Earlier today, I filed the following complaint with the Ontario Power Authority in response to its refusal to disclose the outlook for Ontario’s overall power bill:
I am asking the OPA to reverse its decision to conceal the most up to date version of province’s near term revenue requirement outlook.
I urge you to consider three facts:
1. Your grounds for refusing to disclose to me the province’s near term revenue requirement would not qualify under the province’s Freedom of Information and Protection of Privacy Act (FIPPA) as grounds for refusal.

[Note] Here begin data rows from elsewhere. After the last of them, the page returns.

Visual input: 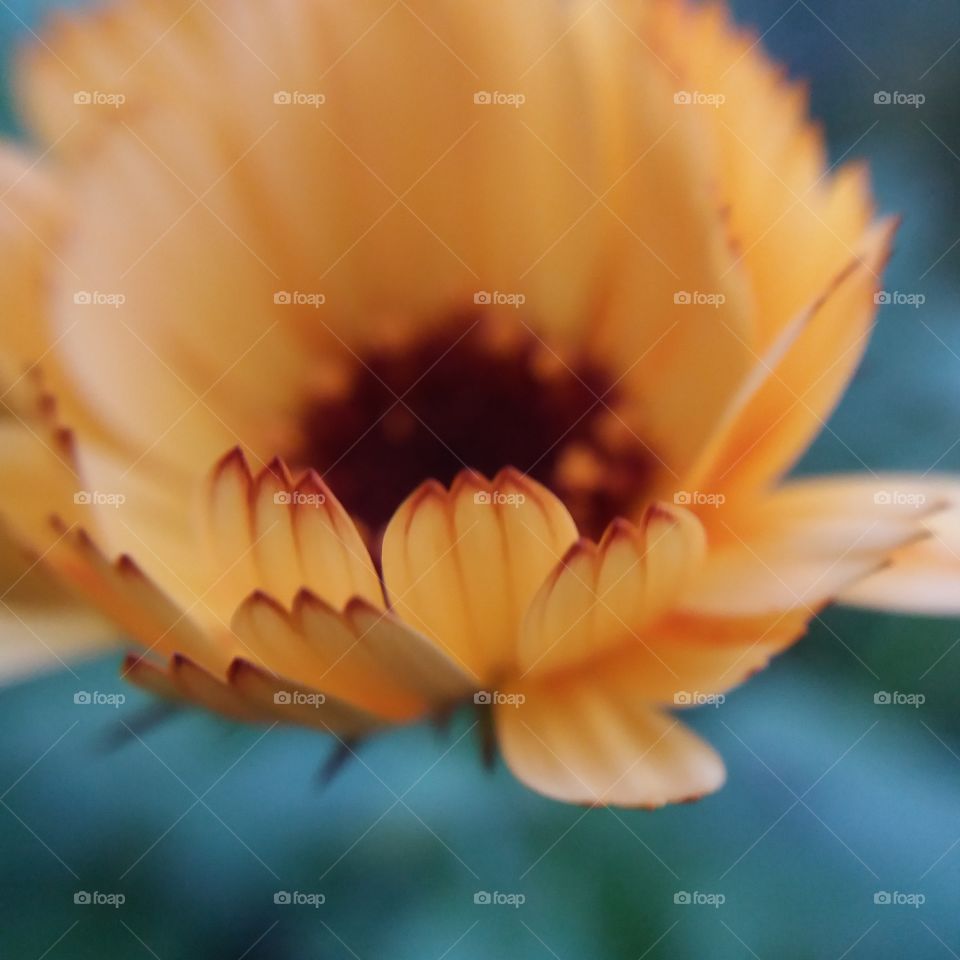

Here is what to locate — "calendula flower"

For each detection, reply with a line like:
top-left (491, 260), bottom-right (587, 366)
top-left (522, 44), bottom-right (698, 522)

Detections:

2. The OPA has disclosed revenue requirement data to me in response to an exactly identical FIPPA application in the past.
3. The policy issue you reference — the Long Term Energy Plan — has little or no impact on the near term revenue requirement.
Your reasoning is contrary to the law, contrary to precedent, and inconsistent with the financial logic of Ontario’s power system.
Forcing me to use a FIPPA application to obtain this information would cause an unnecessary waste of time and effort for all concerned.
It is clearly in the public interest for the Ontario Power Authority to respond to my request in a timely and fulsome fashion.
I look forward to your prompt and thoughtful reply.
I look forward to their “prompt and thoughtful reply” too. Although I suspect you’ve already received the awaited response, I foolishly remain the epitome of “hope dies eternal”.
Why can’t the OPA just utter the truth here?
“We don’t have one!”
Seems they are adopting the same tactics as HadCRUT in refusing to provide data to researchers lest they just test it for errors.